Advanced Cooling Therapy (Attune Medical)

Status

Completed

Conditions

Traumatic Brain Injury

Treatments

Device: Esophageal Cooling Device (ECD), manufactured by Advanced Cooling Therapy, Inc.

Study type

Interventional

Funder types

Other
Industry

Identifiers

NCT02420639
ACT TBI-01

Details and patient eligibility

About

The aim of this prospective, interventional study is to assess the feasibility and safety of the Esophageal Cooling Device in patients from suffering from traumatic brain injury who the treating physician is treating with targeted temperature management. Comparison of outcomes will be made to historical controls. The primary outcome is the feasibility of inducing, maintaining, and rewarming patients from targeted temperature management using the Esophageal Cooling Device (cooling rate, rewarming rate, and the percent of time within goal temperature during the goal-temperature maintenance period). Evaluation of adverse events (including cardiac arrhythmias, severe bradycardia, myocardial infarction/re-infarction, dysphagia, odynophagia, aspiration pneumonia, non-aspiration pneumonia, reflux, esophageal injury, and esophagitis) will be closely monitored during the whole period of targeted temperature management (secondary endpoint).

Full description

Controlling patient's body temperature, and in particular, reducing body temperature in a treatment referred to as targeted temperature management, has been shown to improve outcomes for many conditions, including neonatal hypoxic ischemic encephalopathy, cardiac arrest, and traumatic brain injury. However, available modalities for inducing targeted temperature management have a number of technical, logistical, and financial barriers. The Esophageal Cooling Device is a multi-chambered silicone tube placed in the esophagus that provides a highly efficient heat transfer to or from a patient.

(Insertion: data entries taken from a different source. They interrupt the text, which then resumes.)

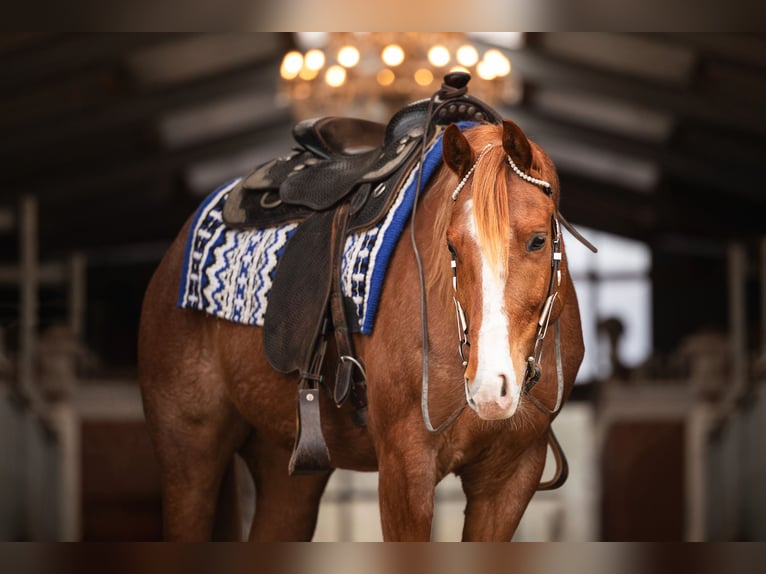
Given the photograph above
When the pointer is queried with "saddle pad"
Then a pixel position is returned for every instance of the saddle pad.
(228, 273)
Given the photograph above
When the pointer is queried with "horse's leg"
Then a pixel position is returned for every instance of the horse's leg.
(496, 500)
(406, 485)
(286, 507)
(195, 451)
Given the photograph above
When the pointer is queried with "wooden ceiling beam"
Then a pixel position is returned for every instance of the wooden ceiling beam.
(535, 66)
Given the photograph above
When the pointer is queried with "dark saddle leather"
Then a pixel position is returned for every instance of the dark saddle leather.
(342, 177)
(338, 136)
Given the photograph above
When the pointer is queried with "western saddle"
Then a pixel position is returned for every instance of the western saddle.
(342, 177)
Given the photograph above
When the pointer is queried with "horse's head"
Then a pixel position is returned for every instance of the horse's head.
(503, 237)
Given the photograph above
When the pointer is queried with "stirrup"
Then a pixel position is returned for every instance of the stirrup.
(310, 454)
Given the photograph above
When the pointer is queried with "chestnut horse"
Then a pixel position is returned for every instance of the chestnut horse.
(491, 208)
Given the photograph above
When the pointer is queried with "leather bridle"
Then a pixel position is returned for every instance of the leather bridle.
(533, 371)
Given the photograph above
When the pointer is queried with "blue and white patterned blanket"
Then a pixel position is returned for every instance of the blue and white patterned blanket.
(228, 273)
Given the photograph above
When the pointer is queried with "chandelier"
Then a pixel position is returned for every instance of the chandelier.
(374, 74)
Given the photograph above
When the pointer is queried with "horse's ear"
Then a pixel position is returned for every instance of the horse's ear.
(457, 152)
(516, 145)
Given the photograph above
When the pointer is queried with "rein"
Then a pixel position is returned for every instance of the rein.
(533, 371)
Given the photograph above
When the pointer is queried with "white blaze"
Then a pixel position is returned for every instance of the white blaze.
(494, 353)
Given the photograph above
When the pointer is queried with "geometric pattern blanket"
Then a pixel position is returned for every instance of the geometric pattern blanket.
(228, 273)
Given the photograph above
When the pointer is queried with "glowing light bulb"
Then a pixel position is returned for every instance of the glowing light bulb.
(385, 77)
(291, 65)
(485, 70)
(335, 76)
(467, 55)
(424, 77)
(348, 56)
(498, 62)
(392, 55)
(438, 56)
(314, 59)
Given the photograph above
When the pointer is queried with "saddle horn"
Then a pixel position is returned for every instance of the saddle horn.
(516, 145)
(457, 152)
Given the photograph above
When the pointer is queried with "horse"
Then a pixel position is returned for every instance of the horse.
(486, 229)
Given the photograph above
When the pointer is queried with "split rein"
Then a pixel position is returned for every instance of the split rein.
(533, 370)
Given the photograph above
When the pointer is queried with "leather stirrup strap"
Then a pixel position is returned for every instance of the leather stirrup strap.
(337, 309)
(562, 466)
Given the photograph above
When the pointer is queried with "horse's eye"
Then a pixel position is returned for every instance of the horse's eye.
(536, 243)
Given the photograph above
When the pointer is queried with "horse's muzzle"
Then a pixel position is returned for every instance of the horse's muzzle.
(493, 398)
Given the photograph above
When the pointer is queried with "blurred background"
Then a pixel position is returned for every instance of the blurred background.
(109, 142)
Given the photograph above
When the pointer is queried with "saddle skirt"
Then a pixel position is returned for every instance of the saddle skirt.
(228, 272)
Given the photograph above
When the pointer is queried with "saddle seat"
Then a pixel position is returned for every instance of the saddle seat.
(341, 178)
(334, 136)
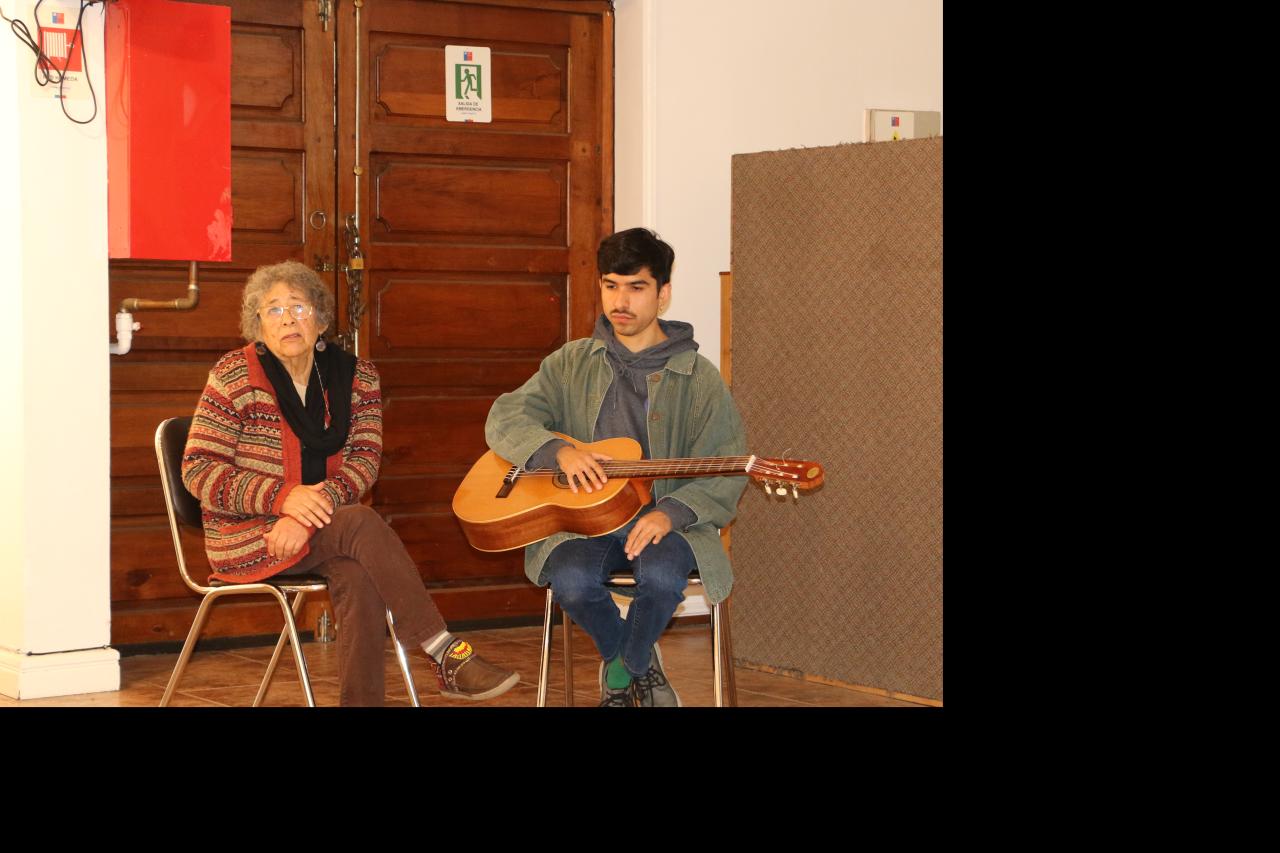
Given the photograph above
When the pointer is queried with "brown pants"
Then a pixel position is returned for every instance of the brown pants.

Traumatic brain injury (TBI) is a major cause of death and severe disability throughout the world. Current methods of traumatic brain injury treatment include reduction of brain swelling and edema, both by surgical means, as well as by reduction of temperature and avoidance of fever. Methods used to reduce temperature and control fever include surface devices, such as ice packs and water circulating blankets, and intravascular catheters, which are placed into a blood vessel.

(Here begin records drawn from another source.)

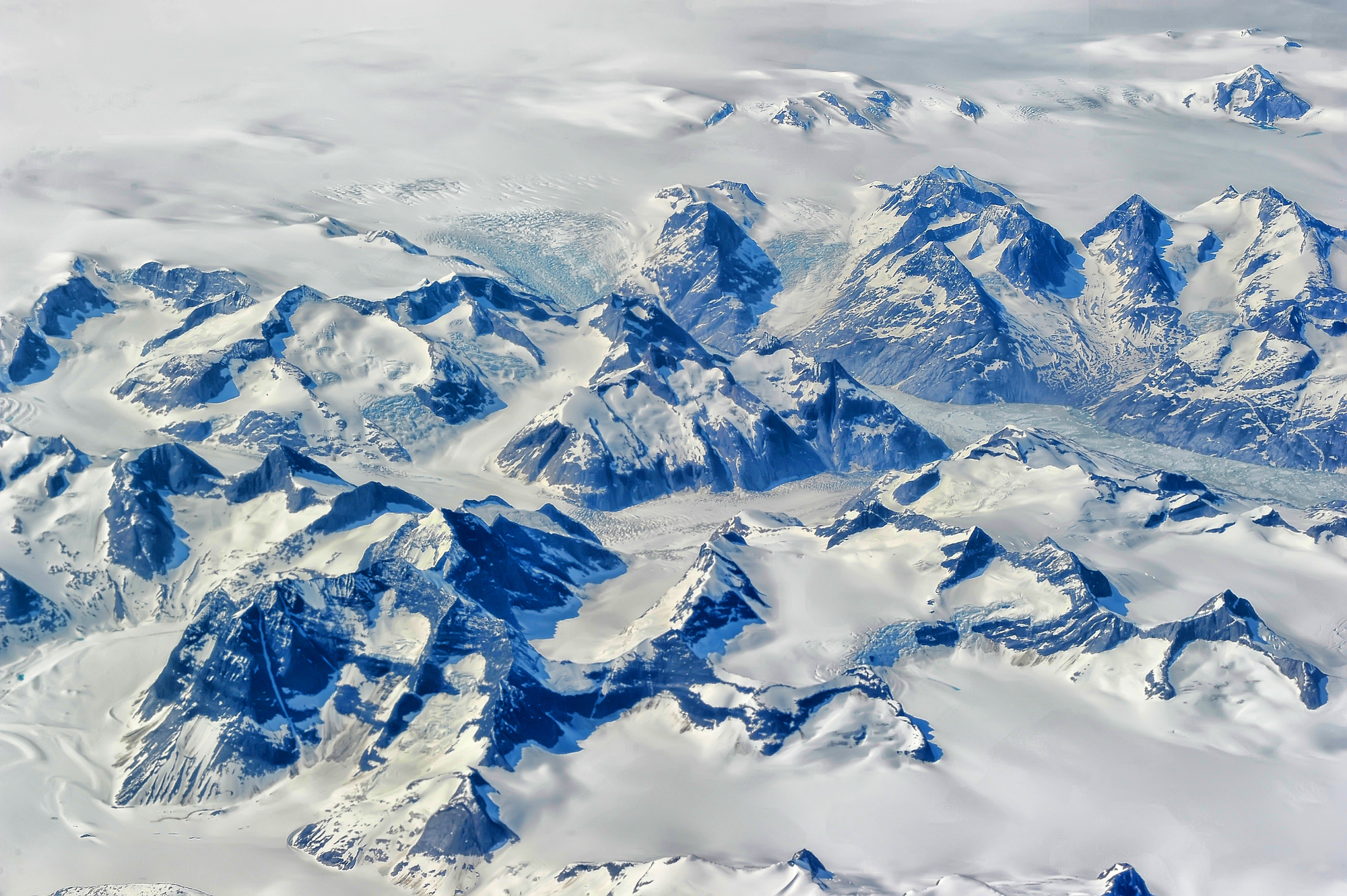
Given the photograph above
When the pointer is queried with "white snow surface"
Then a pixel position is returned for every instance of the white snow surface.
(525, 141)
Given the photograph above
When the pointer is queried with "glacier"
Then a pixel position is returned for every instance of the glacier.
(774, 448)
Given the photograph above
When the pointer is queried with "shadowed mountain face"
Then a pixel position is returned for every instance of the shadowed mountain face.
(713, 277)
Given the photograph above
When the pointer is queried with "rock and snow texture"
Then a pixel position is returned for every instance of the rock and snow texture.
(1256, 382)
(1256, 96)
(953, 291)
(665, 415)
(661, 415)
(849, 425)
(715, 279)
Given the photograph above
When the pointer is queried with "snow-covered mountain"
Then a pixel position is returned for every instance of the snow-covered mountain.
(541, 450)
(663, 415)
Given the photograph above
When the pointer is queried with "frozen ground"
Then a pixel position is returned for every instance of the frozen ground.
(530, 137)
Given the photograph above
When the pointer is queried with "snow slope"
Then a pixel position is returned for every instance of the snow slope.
(406, 489)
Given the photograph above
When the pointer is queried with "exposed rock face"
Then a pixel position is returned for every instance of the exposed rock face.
(848, 424)
(189, 287)
(65, 307)
(270, 672)
(1257, 96)
(925, 323)
(659, 416)
(713, 277)
(1253, 390)
(923, 304)
(142, 536)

The esophagus is in close proximity to blood flow from the heart and great vessels, and the Esophageal Cooling Device (ECD) is designed to take advantage of this heat exchange environment. The ECD's ability to decompress the stomach and avoid distention of the esophagus away from the device ensures good contact with the esophageal mucosa, and thus maximizes heat transfer from the patient. The ECD replaces the standard gastric tube which is placed in the target patient population as a routine standard of care, is made of standard medical-grade silicone, and is generally similar in size and shape to the gastric tubes currently used. Initial mathematical, animal, and human data have shown strong support for the efficacy and safety of the ECD.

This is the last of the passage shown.